人生100年、夫婦円満寿命を延ばすコツ

仲の「いい夫婦と悪い夫婦」の違いはどこに?

夫婦関係が崩れてしまう原因は、さまざまあるけれど・・・・・・

人生100年時代。長い人生を幸せに過ごしていくためには、何が大事なのか。「お金」や「健康」を挙げる人もいるだろう。確かにそうだ。でも、それだけでいいのか? 何か、忘れていることはないだろうか。そう、人は皆、独りでは生きていけない。孤独という魔物を退けるには、良好な人間関係が必要だ。既婚者であれば、最も長く時間を共にするのは配偶者のはず。夫婦が寄り添い、仲むつまじく暮らす「夫婦円満寿命」を延ばすことは、お金や健康の寿命を延ばすことと同じくらい大切だ。
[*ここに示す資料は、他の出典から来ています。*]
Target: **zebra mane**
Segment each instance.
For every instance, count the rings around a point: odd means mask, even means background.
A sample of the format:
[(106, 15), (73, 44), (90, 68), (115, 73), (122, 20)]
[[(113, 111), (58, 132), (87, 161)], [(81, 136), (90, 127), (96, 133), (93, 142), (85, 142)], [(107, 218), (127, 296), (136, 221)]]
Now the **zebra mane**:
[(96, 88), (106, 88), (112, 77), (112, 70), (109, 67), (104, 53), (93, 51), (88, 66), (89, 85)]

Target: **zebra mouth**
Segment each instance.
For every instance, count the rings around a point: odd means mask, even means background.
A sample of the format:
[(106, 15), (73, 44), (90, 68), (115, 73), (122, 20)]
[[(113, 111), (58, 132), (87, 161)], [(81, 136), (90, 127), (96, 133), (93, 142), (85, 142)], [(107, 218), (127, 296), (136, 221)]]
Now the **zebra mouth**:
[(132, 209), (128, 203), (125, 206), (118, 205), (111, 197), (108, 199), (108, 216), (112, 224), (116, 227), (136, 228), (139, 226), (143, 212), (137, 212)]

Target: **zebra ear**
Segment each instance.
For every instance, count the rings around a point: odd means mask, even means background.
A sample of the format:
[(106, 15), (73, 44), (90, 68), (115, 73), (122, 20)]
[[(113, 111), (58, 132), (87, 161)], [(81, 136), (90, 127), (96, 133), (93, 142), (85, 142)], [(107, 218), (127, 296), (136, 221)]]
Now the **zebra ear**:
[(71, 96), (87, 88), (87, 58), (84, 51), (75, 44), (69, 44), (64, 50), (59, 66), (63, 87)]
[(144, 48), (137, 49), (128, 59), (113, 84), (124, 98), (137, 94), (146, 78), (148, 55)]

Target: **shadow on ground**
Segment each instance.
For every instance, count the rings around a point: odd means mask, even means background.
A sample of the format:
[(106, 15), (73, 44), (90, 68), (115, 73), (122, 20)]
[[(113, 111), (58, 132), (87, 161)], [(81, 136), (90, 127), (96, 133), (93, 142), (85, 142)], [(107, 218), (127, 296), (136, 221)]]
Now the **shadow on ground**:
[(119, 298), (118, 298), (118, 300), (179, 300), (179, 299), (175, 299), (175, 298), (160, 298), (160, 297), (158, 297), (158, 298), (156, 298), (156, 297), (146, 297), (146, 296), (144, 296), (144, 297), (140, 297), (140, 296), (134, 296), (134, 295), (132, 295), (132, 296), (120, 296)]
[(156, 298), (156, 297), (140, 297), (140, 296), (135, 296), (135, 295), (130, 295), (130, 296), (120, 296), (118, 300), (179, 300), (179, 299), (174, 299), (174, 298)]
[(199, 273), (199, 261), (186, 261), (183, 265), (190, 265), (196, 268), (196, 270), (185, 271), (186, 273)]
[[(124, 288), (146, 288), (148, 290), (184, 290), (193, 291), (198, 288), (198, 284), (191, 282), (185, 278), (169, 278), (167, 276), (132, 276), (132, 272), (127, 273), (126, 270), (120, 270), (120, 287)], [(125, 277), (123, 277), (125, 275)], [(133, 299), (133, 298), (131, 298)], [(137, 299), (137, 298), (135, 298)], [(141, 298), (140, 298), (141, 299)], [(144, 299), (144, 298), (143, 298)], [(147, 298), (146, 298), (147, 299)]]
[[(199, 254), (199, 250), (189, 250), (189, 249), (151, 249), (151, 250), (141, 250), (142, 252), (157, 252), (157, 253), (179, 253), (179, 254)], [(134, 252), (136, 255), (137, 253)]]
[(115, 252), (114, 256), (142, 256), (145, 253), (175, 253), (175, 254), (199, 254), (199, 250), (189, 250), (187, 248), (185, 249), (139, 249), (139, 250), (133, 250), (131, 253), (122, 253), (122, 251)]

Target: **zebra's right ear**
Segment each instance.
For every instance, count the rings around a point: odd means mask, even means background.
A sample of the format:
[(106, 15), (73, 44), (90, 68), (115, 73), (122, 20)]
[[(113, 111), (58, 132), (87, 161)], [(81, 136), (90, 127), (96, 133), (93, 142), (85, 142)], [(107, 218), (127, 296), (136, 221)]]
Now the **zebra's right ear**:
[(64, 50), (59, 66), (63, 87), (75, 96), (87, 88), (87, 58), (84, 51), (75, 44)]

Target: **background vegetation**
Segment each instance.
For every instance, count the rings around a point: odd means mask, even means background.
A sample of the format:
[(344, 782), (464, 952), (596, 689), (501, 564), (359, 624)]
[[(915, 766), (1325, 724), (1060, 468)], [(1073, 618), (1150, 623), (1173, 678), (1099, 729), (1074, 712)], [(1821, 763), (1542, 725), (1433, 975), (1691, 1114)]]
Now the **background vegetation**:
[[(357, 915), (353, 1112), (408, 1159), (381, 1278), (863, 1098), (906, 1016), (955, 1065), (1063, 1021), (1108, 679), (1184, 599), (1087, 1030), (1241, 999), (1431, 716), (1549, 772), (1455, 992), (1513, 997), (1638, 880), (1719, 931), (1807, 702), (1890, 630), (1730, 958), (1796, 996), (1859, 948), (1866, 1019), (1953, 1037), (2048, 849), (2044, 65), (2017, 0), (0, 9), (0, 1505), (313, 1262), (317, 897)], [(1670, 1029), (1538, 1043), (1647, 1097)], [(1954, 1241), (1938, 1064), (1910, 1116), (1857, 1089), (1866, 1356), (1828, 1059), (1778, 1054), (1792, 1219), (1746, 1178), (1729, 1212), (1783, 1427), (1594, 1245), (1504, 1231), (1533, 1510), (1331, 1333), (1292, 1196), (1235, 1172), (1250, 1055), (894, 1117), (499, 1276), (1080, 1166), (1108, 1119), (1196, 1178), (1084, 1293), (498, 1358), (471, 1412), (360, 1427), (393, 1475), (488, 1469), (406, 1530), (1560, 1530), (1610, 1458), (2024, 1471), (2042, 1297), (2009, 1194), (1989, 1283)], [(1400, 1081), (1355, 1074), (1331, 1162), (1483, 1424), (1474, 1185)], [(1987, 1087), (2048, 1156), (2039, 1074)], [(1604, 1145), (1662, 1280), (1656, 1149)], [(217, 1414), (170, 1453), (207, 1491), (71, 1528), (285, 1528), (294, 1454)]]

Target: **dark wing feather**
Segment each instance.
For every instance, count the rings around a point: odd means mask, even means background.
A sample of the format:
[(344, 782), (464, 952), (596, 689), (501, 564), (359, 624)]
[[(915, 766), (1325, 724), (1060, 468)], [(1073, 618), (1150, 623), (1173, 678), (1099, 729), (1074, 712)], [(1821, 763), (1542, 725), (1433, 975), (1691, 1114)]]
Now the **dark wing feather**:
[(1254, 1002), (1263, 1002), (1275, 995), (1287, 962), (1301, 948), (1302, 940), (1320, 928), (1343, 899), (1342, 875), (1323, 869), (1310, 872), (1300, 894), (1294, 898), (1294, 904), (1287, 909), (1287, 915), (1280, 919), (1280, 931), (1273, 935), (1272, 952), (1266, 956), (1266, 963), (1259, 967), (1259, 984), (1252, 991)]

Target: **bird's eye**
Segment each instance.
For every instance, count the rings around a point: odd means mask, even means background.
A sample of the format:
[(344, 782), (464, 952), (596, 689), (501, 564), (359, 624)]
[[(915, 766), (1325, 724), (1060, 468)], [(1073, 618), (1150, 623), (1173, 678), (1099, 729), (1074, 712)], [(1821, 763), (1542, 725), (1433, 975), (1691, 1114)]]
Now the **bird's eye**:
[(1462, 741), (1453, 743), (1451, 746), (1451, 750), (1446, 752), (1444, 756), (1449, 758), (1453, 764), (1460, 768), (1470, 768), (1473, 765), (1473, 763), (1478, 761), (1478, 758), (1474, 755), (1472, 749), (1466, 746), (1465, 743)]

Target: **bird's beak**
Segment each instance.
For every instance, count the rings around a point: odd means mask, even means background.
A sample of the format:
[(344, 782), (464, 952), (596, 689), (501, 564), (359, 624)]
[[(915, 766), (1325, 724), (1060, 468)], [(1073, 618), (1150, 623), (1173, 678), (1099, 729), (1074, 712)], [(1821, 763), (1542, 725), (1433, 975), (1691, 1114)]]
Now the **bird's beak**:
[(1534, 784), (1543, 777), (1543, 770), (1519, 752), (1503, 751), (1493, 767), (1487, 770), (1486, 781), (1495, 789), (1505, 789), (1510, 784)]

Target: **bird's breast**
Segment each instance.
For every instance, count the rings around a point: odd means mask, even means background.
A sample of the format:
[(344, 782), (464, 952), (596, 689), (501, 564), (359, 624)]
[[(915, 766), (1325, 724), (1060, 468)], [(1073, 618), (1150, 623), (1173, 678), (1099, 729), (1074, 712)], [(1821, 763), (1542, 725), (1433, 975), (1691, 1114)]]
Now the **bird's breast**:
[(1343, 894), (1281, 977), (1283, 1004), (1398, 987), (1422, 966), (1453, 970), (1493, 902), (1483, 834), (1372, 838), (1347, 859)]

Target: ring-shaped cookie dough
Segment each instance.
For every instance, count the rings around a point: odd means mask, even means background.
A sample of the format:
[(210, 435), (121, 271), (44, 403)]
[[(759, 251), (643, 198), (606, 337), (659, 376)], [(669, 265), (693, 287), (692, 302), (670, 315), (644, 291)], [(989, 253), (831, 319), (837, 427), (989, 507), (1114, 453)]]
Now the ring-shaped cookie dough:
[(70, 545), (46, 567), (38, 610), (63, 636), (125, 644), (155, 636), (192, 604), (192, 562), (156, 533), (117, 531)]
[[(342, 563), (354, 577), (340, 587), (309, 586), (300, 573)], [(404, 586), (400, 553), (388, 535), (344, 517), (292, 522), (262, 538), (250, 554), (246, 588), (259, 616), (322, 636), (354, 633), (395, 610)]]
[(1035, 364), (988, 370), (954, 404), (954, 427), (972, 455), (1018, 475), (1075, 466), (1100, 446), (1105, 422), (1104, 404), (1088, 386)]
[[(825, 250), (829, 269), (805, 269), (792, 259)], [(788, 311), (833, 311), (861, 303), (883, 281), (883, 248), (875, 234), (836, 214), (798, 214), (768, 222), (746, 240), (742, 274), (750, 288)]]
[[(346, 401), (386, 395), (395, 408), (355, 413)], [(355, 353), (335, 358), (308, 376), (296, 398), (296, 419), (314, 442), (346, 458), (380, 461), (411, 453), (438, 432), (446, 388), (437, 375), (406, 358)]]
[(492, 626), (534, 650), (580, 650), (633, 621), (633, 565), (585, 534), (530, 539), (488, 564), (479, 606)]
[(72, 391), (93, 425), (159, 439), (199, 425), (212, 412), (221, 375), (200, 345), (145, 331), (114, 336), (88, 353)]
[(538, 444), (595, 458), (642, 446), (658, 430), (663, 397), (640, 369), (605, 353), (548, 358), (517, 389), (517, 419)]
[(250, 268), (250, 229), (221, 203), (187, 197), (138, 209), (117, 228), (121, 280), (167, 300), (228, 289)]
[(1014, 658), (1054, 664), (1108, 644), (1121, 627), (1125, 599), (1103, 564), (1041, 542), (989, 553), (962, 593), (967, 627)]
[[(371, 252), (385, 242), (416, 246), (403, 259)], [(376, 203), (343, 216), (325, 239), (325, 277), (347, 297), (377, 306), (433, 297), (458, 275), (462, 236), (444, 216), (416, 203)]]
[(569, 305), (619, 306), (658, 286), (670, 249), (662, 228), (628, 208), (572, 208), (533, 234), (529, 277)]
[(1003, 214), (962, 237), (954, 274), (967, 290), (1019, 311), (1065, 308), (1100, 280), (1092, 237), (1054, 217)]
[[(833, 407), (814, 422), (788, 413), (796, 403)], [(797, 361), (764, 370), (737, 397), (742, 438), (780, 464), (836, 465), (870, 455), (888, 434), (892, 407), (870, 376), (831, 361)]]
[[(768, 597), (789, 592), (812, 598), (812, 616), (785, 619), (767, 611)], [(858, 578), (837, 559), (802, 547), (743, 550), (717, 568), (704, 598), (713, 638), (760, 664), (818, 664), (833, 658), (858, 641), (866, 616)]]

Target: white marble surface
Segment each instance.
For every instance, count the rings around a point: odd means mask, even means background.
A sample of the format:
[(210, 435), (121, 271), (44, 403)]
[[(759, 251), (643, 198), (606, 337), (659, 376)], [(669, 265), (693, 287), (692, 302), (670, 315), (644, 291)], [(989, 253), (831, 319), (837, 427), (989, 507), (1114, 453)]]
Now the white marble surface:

はたして「夫婦円満寿命」を保つコツなんてものがあるのだろうか。夫婦修復カウンセラーの鈴木あけみ氏は「夫婦のルールをきちんと共有していくことが重要」と説く。夫婦のルールとは、家事分担や子育て、お金の使い方、親との関係、休日の過ごし方はもとより、基本的なマナーや相手への思いやりなどの、言動や態度・価値観までもきちんとすり合わせて、共有すること。これが夫婦円満の秘訣だそうだ。

「夫婦関係に不満あり」の夫婦は、どのくらいいる?

なるほど。でも、世の中にどれほど円満夫婦が存在するのか。自分と配偶者の間柄は円満と言えるのか。ちょっと気になるところだ。

実は、こうした現代の夫婦事情を明らかにしたアンケートがある。2019年3月に30〜59歳の既婚男女1200人超を対象に、マンダムがインターネットを介して行った「夫婦円満寿命に関する意識調査」だ。

これによると夫婦関係に「全く不満のない」夫婦は25.6%。7割以上が「夫婦関係に不満あり」と答えている。この結果に、ホッと胸をなで下ろした人も多いのではないだろうか。ほかにもアンケートでは、夫婦関係への不満の有無でギャップが表れる生活シーンを紹介している。

1. 「いってきます」の言い方にギャップが表れる

例えば、あいさつ。「妻との『いってきます』『いってらっしゃい』のあいさつであてはまるものは何ですか?」という設問に対して、顔を見てあいさつするのは夫婦関係に不満がない夫で57.7%、夫婦関係に不満がある夫で42.0%と、15.7ポイントもの差がついているのだ。

先に出て行く方が玄関先から「いってきます」、部屋の中から「いってらっしゃい」というあいさつの仕方は、夫婦関係に不満がない夫9.9%に対して、夫婦関係に不満がある夫22.4%。夫婦関係に不満を抱えている夫の5人に1人が顔を合わせず、家の中で毎朝お互いが顔を見ずあいさつをしているということだ。

この結果だけを見ても、人生100年時代を夫婦仲良く過ごせるのか? 熟年離婚という言葉が、妙にリアリティーを持って感じられてくる。